Guardando in quegli occhi così dannatamente chiari l’hanyou li vide diventare vacui e si rese conto che essi non lo vedevano più; cos’era successo alla donna che poco prima l’aveva quasi incenerito con uno sguardo? Il giovane sentiva che qualcosa lo trascinava verso quella donna (o era una bambina?), non era più padrone di sé…non avrebbe sopportato oltre quello sguardo e senza pensare a ciò che diceva, parlò come trasognato:
-Il mio nome è Inuyasha-
Lui stesso si stupì delle proprie parole, ma come preso da non sapeva quale follia, fece un passo verso la donna, poi un altro, attratto da una forza irresistibile…
Un rumore ancora lontano di zoccoli e voci umane ruppe improvvisamente l’incantesimo e liberò il giovane che, con un’ultima occhiata alla miko ancora immobile ai piedi dell’albero, il suo volto pallido rigato dalle lacrime, spiccò un balzo e svanì nel buio che precede l’alba.



(*) Per chi obietta che l’ematite è nera, ricordo che allo stato grezzo, la si trova in filoni rosso cigliegia per la presenza di ferro. Il suo colore va dunque dal rossastro al grigio, controllate pure...magari sbaglia il mio libro sui minerali.

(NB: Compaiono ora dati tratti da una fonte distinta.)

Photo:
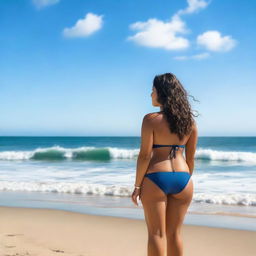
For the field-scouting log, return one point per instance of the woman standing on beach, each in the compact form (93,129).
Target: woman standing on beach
(163,177)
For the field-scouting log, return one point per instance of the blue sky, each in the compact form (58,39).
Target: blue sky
(85,67)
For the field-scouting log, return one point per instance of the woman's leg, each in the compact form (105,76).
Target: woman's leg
(154,203)
(177,206)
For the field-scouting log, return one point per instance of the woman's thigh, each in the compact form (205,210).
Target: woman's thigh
(177,206)
(154,203)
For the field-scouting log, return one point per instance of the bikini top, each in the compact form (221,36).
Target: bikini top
(173,150)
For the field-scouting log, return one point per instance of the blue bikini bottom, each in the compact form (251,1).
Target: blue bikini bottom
(170,182)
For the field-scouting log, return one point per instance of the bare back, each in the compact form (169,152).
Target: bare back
(162,135)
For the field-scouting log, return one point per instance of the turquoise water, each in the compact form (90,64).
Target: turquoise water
(224,174)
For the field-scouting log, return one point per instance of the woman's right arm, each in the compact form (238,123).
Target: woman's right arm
(191,148)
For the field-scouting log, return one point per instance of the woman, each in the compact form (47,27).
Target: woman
(163,177)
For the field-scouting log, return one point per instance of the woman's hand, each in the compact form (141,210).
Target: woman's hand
(135,194)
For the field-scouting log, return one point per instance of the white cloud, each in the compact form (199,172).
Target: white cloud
(193,6)
(85,27)
(43,3)
(157,33)
(199,56)
(214,41)
(167,35)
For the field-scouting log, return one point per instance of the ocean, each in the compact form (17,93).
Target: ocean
(96,175)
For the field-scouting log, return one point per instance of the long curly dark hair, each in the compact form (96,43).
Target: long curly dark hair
(176,107)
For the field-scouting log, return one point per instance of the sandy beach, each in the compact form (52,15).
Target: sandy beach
(31,231)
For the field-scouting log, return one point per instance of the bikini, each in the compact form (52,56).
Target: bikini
(170,182)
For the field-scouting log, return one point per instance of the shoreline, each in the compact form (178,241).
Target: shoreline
(32,231)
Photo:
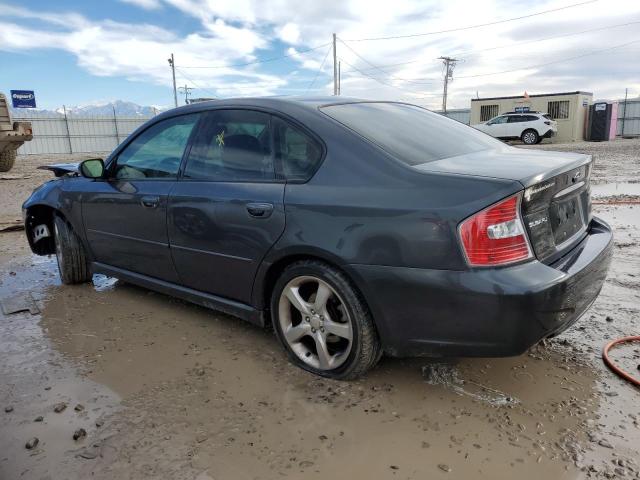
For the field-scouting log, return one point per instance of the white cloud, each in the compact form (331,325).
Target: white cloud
(146,4)
(289,32)
(238,31)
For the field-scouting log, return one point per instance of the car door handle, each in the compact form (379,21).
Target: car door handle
(260,210)
(150,201)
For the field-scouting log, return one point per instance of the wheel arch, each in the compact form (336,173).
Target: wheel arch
(271,270)
(36,215)
(533,129)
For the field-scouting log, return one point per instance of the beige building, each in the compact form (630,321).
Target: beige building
(569,109)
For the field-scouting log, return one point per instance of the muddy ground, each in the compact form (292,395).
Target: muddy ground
(168,390)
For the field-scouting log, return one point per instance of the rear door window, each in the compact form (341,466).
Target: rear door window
(411,134)
(297,153)
(232,146)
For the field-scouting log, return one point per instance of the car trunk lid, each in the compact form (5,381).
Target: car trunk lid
(557,211)
(556,205)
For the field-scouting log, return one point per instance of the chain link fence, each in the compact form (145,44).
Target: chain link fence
(59,133)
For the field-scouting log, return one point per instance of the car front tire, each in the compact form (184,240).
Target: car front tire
(73,263)
(7,159)
(323,322)
(530,137)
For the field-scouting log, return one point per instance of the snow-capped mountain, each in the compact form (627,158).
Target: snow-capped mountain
(122,108)
(96,109)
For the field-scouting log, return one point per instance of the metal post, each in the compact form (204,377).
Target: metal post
(449,64)
(624,111)
(335,67)
(115,124)
(172,63)
(66,122)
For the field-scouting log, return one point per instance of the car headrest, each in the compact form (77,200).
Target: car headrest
(242,152)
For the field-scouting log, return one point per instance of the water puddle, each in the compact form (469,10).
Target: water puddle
(615,189)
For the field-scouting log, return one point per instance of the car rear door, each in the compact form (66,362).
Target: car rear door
(227,209)
(515,125)
(125,215)
(498,127)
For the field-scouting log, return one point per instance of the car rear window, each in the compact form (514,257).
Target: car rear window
(411,134)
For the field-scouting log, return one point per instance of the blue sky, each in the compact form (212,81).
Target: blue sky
(77,52)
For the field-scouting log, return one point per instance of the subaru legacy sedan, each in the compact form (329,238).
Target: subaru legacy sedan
(354,228)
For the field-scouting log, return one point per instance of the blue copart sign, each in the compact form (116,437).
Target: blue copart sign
(23,99)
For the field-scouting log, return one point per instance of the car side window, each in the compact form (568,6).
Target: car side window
(298,154)
(157,152)
(232,146)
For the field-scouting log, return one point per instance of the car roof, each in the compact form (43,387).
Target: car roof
(286,104)
(524,113)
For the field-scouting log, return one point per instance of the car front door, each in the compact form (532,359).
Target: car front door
(226,210)
(125,215)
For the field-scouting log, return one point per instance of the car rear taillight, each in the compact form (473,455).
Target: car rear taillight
(495,236)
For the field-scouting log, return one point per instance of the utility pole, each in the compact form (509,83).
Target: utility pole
(335,67)
(624,111)
(187,91)
(172,64)
(449,65)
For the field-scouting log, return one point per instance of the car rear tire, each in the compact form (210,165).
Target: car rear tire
(530,137)
(73,263)
(323,322)
(7,159)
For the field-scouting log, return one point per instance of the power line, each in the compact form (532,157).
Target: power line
(320,69)
(266,60)
(196,85)
(424,96)
(513,44)
(379,69)
(469,27)
(550,63)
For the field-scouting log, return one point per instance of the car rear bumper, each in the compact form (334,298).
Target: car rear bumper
(484,312)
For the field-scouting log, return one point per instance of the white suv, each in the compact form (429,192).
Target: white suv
(530,127)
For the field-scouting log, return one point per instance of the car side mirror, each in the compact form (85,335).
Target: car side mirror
(92,168)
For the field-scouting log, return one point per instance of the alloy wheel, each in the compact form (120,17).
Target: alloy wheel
(315,322)
(529,138)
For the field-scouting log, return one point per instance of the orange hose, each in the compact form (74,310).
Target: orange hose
(618,371)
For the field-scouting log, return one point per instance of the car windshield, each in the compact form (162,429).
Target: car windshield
(411,134)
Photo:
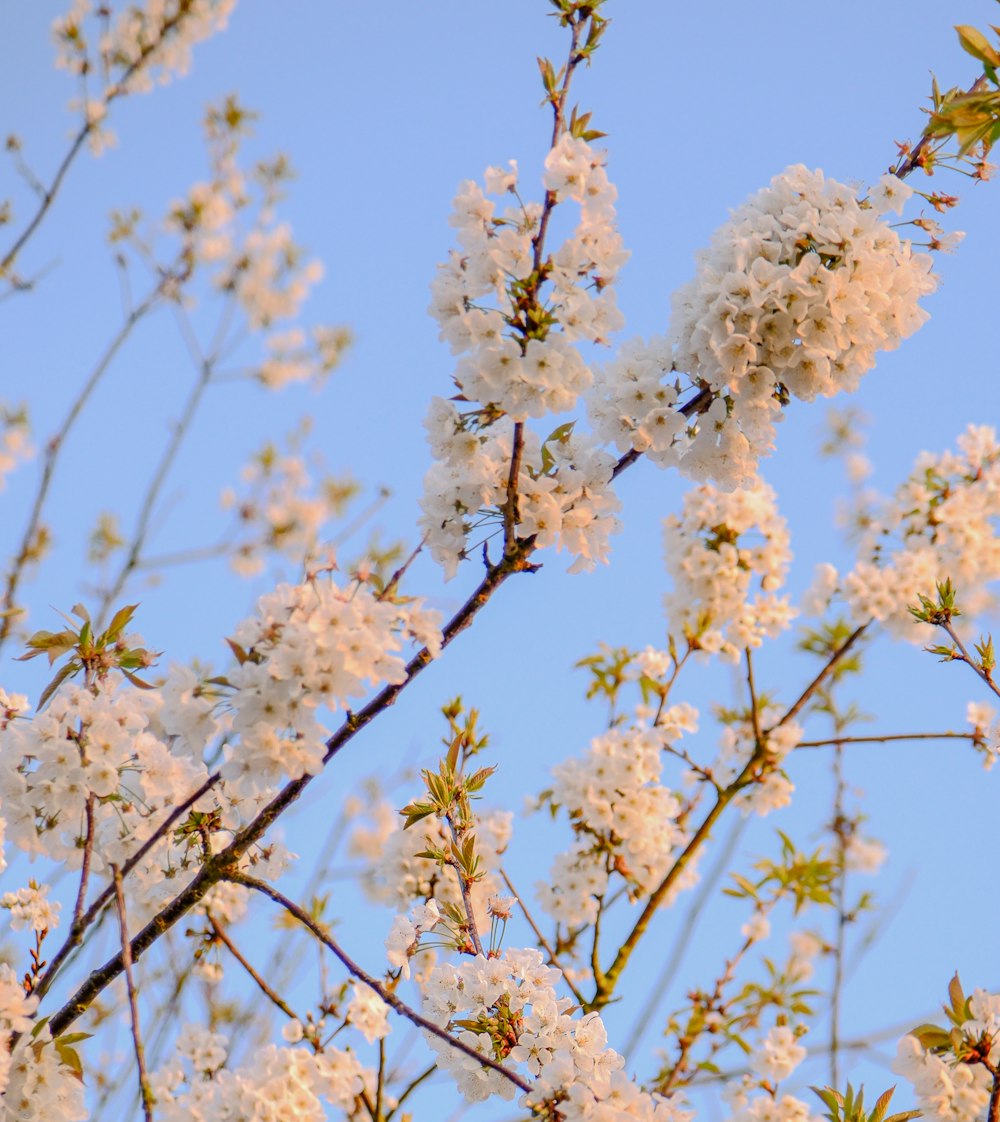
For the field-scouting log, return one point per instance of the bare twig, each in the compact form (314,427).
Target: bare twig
(28,543)
(383,992)
(275,999)
(145,1090)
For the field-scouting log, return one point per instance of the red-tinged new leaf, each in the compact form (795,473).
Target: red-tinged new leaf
(119,621)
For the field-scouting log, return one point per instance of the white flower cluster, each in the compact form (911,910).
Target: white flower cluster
(99,752)
(563,489)
(944,522)
(719,552)
(522,1023)
(147,39)
(514,313)
(294,357)
(281,508)
(778,1055)
(773,789)
(29,908)
(794,297)
(946,1091)
(624,819)
(15,447)
(403,940)
(37,1086)
(310,645)
(530,368)
(291,1084)
(250,256)
(98,774)
(395,874)
(764,1106)
(16,1012)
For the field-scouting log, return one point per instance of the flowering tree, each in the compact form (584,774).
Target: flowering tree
(144,798)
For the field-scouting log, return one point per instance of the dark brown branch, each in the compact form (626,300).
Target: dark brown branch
(145,1090)
(275,999)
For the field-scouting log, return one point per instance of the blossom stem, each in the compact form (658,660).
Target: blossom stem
(543,943)
(386,994)
(29,539)
(274,998)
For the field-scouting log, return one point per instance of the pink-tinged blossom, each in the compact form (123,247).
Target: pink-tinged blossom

Piccolo dizionario di giapponese (senza pretese ^_^ ):
miko: sacerdotessa.
hakama: pantaloni rossi molto larghi, tipico abito delle sacerdotesse, completato dalla casacca bianca detta byakue.
hanyou: mezzodemone.
youkai: demone.
kariginu: tipico completo da caccia.
torii: arco sacro che delimita l’area dei templi shintoisti.